La couleur plombée du ciel qui noyait le paysage dans une semi pénombre l'empêchait de repérer l'endroit exact où se situait le combat. Prudente et silencieuse, elle attendit que l'un des fauves s'écroule à quelques pas de sa cachette pour dévoiler sa présence .

Un grand mâle au pelage sombre luttait âprement pour sauver sa peau.

Chacun de ses mouvements était plus lent que le précédent et, au vu de ses blessures, il ne lui restait pas plus de trois ou quatre minutes avant de succomber sous les coups de son adversaire.
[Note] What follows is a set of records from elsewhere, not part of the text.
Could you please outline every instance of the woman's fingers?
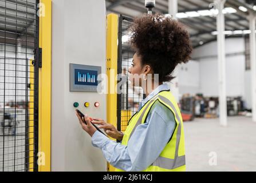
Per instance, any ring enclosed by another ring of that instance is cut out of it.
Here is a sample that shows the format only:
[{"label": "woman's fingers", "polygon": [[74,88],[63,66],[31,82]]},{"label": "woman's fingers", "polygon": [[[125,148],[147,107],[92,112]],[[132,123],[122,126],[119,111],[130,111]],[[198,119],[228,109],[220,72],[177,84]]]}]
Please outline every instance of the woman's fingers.
[{"label": "woman's fingers", "polygon": [[92,121],[92,122],[97,125],[105,125],[106,123],[104,121]]},{"label": "woman's fingers", "polygon": [[99,125],[97,126],[100,129],[109,129],[109,126],[108,125]]},{"label": "woman's fingers", "polygon": [[90,118],[88,117],[88,116],[85,114],[84,120],[86,122],[87,125],[92,125],[92,123],[90,122]]},{"label": "woman's fingers", "polygon": [[77,116],[77,118],[78,118],[79,122],[80,123],[81,125],[82,125],[82,119],[80,115],[79,115],[77,112],[76,112],[76,114]]}]

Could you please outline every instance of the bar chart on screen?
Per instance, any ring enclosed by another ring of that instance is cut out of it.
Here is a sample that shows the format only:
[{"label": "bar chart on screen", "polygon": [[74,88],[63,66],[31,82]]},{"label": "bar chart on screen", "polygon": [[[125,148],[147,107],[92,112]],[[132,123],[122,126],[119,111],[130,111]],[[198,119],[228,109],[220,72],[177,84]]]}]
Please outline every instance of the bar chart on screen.
[{"label": "bar chart on screen", "polygon": [[75,69],[74,73],[76,85],[97,85],[97,71]]}]

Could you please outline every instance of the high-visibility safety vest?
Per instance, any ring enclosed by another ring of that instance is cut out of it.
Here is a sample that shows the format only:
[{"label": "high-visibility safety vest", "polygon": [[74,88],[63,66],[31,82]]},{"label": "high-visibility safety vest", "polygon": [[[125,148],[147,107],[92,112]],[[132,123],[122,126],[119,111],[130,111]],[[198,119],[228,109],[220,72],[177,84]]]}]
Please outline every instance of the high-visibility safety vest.
[{"label": "high-visibility safety vest", "polygon": [[[167,106],[175,117],[176,123],[172,136],[157,158],[144,172],[186,171],[185,144],[182,115],[174,97],[170,90],[162,91],[149,100],[135,114],[124,133],[121,144],[127,146],[129,139],[136,127],[145,122],[148,114],[155,101],[158,100]],[[145,152],[150,153],[150,152]],[[123,170],[116,169],[117,172]]]}]

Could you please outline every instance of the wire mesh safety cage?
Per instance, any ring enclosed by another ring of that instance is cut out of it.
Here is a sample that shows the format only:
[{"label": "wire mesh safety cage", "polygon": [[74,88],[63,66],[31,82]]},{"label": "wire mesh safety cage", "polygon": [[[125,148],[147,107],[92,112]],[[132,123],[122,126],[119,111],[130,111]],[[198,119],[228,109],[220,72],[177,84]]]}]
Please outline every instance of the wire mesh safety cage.
[{"label": "wire mesh safety cage", "polygon": [[0,0],[0,171],[37,171],[37,0]]},{"label": "wire mesh safety cage", "polygon": [[[117,73],[126,78],[121,86],[121,93],[117,94],[117,129],[124,132],[129,120],[135,114],[145,96],[141,87],[132,86],[128,82],[128,69],[132,65],[135,51],[128,41],[129,27],[133,19],[120,15],[119,22]],[[120,82],[121,81],[120,79]]]}]

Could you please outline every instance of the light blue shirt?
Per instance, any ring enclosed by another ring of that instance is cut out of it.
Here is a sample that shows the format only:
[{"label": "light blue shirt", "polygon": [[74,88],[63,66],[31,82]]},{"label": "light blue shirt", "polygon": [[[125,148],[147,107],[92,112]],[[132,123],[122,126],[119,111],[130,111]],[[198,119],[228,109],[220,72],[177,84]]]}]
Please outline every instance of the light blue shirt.
[{"label": "light blue shirt", "polygon": [[[159,92],[169,89],[167,84],[160,85],[141,101],[139,110]],[[171,110],[156,101],[145,122],[137,126],[127,146],[110,140],[98,131],[92,136],[92,144],[102,150],[107,161],[113,166],[127,172],[142,171],[159,156],[176,125]]]}]

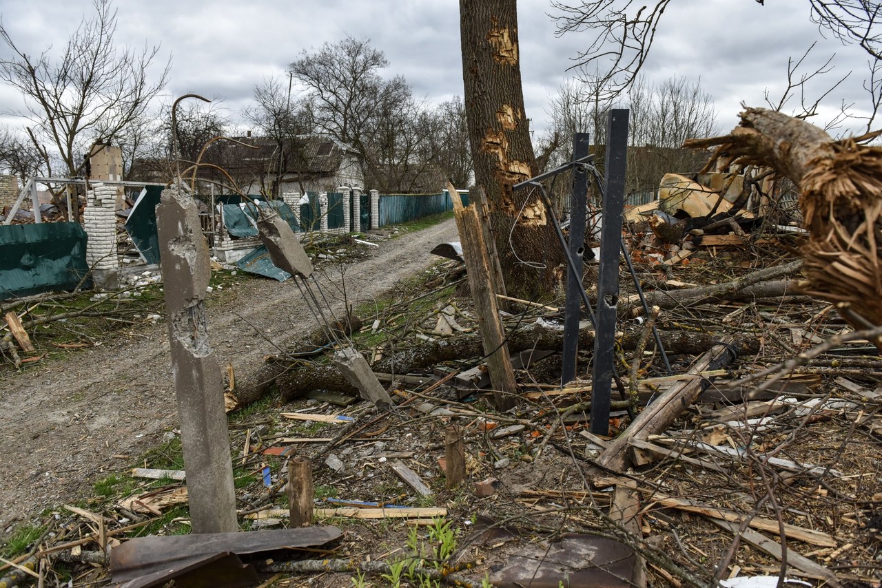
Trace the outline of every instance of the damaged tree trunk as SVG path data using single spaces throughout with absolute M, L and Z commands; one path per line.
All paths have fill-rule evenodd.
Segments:
M 799 187 L 809 239 L 798 287 L 856 329 L 882 324 L 882 148 L 858 142 L 874 135 L 836 141 L 803 120 L 748 108 L 731 134 L 685 144 L 716 146 L 708 166 L 768 165 Z M 873 343 L 882 350 L 882 339 Z
M 460 0 L 460 32 L 475 184 L 487 196 L 509 294 L 534 300 L 563 283 L 564 252 L 534 190 L 512 190 L 535 175 L 516 3 Z
M 640 338 L 639 331 L 626 333 L 620 344 L 624 349 L 634 349 Z M 700 333 L 687 331 L 659 331 L 662 344 L 666 349 L 676 349 L 677 353 L 697 355 L 720 341 L 719 335 L 714 333 Z M 512 353 L 527 349 L 559 349 L 564 339 L 561 330 L 546 329 L 532 325 L 510 333 L 508 346 Z M 588 349 L 594 345 L 594 331 L 582 329 L 579 331 L 579 346 Z M 734 346 L 739 354 L 755 354 L 759 349 L 756 337 L 746 336 L 736 339 Z M 426 341 L 407 351 L 403 351 L 385 357 L 382 361 L 374 364 L 377 372 L 407 374 L 417 372 L 441 361 L 460 360 L 463 357 L 475 357 L 482 354 L 481 339 L 467 335 L 436 341 Z M 339 370 L 332 366 L 307 365 L 291 367 L 284 371 L 277 379 L 279 391 L 286 400 L 295 398 L 310 390 L 333 390 L 343 393 L 355 394 L 355 389 L 349 384 Z M 239 399 L 250 401 L 258 399 L 259 395 L 243 391 Z

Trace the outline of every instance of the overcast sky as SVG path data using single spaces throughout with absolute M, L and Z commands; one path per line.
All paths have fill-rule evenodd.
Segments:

Pour une fois se dit-elle avec satisfaction, elle n'aurait qu'à laisser faire la nature. Elle allait simplement attendre la fin du combat et ne sortirait que pour achever le survivant.

Elle s'empressa de revenir près de son paquetage et enduisit la pointe de ses flèches avec le venin de crotale qui restait au fond de sa fiole.

Une grimace de dépit déforma sa bouche. Utiliser les ultimes gouttes de ce précieux poison pour un tel usage était un véritable crève-cœur. Mais elle n'avait pas mangé depuis trois jours et tombait de sommeil . Or, ses forces avaient besoin de se reconstituer rapidement avant d'affronter la nuit suivante.

Lorsque son corps allait une fois de plus rester sans défense, terrassé par le processus accompagnant la mutation, il aurait besoin de ces réserves. L'apathie ralentissait déjà ses réflexes. Elle ne pouvait plus se permettre de faire la difficile, cette nourriture providentielle lui était doublement nécessaire.

Avant qu'elle ne glisse irrémédiablement dans le sommeil comateux qui l'attendait, puis à son réveil, lorsque son estomac se tordrait sous les crampes d'un jeûne trop souvent répété...

Comme pour lui rappeler le peu de temps qui lui restait jusqu'à la fin du jour, ses membranes nictitantes s'abaissèrent et elle dût se faire violence pour regagner l'entrée de la grotte. Elle n'aspirait plus qu'à une seule chose : s'enrouler dans son manteau et s'abandonner à l'inconscience.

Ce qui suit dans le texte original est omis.